Changes to Canadian law will likely impact the ability of people to easily access local news and information from their communities. (Alex Rawnsley/NanaimoNewsNOW)
LOCAL NEWS COVERAGE

Water Cooler: Bill C-18 and the future of our local news in Nanaimo

Jul 4, 2023 | 2:18 PM

NANAIMO — The Water Cooler is NanaimoNewsNOW’s letters to the editor-style segment, featuring conversations about the news in Nanaimo and Oceanside.

This feature looks at the changing landscape of news in Canada, particularly around social media, and how it impacts local outlets like NanaimoNewsNOW.

IMPORTANT: Sign up here (https://nanaimonewsnow.com/news-wrap/) for NanaimoNewsNOW’s daily email news blast, to ensure you continue to know what’s happening in your community.

Pending implementation of Bill C-18, or the Online News Act, is poised to fundamentally adjust how news is delivered and early indications suggest it will hurt our ability to easily tell you what’s happening in Nanaimo and the surrounding region.

Essentially the Act, which will begin to be implemented in the months ahead, forces Google, Facebook (parent company Meta) and others like them to pay a fee to post and share Canadian media stories on their platform, regardless of whether we share it directly or your aunt Susan posts it to her wall.

In response, Meta has said they will hide Canadian news outlets from feeds while Google is promising to follow suit. It means local news stories will not show up in your search results.

This will have a profound effect on those who rely on these avenues to be informed about what’s happening in their community.

It will also, likely, lead to an increase in misinformation spread online during to breaking news events, such as a widely-speculated “active shooter” during the August long weekend in 2022.

So what do WE do?
For months, NanaimoNewsNOW has seen traffic from social media on our website drop and engagement on many of our stories on Facebook dwindle.

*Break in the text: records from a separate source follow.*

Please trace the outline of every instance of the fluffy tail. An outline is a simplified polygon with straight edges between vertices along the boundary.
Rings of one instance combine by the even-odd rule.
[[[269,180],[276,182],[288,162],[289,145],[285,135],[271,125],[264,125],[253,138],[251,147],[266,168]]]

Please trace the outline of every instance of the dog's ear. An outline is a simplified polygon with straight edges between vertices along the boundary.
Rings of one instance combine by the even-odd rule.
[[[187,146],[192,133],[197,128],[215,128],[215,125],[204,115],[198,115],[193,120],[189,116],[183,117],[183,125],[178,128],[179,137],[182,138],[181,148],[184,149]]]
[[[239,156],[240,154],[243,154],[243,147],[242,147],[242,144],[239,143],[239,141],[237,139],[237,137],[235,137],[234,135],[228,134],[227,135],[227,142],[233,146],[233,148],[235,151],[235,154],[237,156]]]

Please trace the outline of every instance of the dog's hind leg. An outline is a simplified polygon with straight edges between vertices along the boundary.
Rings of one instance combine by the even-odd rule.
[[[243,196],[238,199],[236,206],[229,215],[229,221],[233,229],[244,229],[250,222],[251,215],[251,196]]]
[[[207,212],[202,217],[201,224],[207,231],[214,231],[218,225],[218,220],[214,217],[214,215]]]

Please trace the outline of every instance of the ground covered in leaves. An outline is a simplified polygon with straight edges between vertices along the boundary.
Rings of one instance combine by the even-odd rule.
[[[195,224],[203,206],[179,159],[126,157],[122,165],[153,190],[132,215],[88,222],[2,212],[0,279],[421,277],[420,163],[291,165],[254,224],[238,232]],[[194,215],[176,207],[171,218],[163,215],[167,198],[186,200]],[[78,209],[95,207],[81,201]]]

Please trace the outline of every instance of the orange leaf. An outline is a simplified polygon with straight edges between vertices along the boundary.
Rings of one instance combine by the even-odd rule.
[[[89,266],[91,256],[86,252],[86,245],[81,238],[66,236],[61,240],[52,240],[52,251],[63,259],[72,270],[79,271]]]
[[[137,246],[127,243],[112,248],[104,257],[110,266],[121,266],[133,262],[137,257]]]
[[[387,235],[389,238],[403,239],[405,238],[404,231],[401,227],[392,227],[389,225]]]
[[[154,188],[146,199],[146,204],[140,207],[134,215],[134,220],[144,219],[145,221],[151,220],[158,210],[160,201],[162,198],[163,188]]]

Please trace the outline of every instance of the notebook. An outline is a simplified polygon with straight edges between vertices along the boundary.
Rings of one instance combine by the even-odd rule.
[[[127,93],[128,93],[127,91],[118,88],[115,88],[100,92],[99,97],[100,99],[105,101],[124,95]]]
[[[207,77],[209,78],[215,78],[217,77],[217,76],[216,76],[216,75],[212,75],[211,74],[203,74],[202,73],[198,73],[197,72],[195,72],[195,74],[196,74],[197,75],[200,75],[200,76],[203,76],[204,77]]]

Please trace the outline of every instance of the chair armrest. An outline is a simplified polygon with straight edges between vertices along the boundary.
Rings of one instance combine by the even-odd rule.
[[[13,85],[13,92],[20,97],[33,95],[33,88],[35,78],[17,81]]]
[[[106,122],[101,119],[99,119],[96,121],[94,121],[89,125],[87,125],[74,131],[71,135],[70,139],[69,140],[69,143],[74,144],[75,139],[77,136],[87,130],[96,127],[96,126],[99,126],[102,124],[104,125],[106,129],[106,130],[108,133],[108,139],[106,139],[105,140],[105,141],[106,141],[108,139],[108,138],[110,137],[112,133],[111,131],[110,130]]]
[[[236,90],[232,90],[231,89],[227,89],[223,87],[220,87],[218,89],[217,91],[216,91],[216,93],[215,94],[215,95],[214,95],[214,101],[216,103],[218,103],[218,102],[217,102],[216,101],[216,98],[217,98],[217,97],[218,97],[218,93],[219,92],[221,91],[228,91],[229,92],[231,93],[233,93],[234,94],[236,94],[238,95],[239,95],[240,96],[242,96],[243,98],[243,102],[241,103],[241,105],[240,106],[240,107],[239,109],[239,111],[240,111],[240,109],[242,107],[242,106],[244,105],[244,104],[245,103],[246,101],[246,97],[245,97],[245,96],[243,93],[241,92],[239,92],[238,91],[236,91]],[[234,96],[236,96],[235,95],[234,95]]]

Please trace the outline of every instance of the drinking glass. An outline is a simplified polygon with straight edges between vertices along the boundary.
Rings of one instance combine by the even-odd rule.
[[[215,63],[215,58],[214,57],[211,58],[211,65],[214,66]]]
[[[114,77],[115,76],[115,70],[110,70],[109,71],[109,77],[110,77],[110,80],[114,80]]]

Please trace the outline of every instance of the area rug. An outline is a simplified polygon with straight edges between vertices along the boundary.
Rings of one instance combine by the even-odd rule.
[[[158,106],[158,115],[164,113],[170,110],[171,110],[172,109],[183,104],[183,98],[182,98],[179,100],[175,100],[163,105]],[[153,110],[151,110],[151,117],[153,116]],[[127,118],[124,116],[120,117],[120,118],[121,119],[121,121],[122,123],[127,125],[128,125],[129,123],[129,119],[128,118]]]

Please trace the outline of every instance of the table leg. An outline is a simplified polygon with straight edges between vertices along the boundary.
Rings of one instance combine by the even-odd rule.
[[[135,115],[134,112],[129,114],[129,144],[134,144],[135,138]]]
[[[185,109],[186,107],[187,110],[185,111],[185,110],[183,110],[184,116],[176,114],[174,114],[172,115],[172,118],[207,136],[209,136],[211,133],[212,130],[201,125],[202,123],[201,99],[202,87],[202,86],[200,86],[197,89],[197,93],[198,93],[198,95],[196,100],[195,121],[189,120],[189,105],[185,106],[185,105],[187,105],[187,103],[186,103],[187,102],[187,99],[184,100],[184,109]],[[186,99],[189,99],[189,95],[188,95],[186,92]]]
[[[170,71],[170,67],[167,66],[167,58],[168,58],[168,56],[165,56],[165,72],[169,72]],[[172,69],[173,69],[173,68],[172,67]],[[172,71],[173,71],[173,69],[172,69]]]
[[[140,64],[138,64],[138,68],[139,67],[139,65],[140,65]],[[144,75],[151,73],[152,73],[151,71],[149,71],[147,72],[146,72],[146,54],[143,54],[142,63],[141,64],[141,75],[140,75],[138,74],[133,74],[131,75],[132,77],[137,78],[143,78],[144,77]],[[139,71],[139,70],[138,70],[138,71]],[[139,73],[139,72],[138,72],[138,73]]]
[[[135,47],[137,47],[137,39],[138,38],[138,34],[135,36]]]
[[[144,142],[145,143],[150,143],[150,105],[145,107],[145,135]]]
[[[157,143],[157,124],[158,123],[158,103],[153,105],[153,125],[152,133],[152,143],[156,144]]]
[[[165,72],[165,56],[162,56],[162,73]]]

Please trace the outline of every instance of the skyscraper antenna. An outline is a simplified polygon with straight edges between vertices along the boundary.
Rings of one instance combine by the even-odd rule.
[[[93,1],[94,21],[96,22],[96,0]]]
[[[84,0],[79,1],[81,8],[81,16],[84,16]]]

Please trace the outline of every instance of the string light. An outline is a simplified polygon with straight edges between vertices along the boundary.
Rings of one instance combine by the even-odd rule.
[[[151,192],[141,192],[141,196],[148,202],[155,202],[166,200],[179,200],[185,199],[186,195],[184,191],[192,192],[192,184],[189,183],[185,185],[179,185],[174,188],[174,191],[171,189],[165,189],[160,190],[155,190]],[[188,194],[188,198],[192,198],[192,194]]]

Thankfully, according to analytics, many of those have found us elsewhere as our overall traffic is very strong, so our mission has been to make NanaimoNewsNOW easier to access away from social media…essentially control more of our own influence instead of relying on social media companies.

After a run through a few months of 2022 and into 2023, we’re proud to re-launch our daily news wrap which sends you our top, local stories every evening.

It’s free, will always be free and is a direct connection to all the news, sports and community events happening in Nanaimo, Parksville, Qualicum and the mid-Island region.

We’re also in various stages of development for some new ways for you to reach out, interact and receive the latest news for the region.

Rest assured none of them involve a pay-to-read subscription model as we believe local news should be barrier free to access.

And what can you do?
You can sign up for our free daily newsletter here: https://nanaimonewsnow.com/news-wrap/. You can share this story or the link with friends and family.

You can actively seek us out directly online through our website: NanaimoNewsNOW.com or you can download our app for Apple and Android.

You can always email us directly at info@nanaimonewsnow.com.

You can listen to our amazing radio partners in Nanaimo at 106.9 The Wolf and 102.3 The Wave, as well as 88.5 The Beach and The Lounge 99.9 in Oceanside. Local news airs hourly on most of those stations.

Finally, you can choose to stay informed.

Don’t blindly believe or share every social media post you see. Be critical of what you read and check with different sources to verify the information.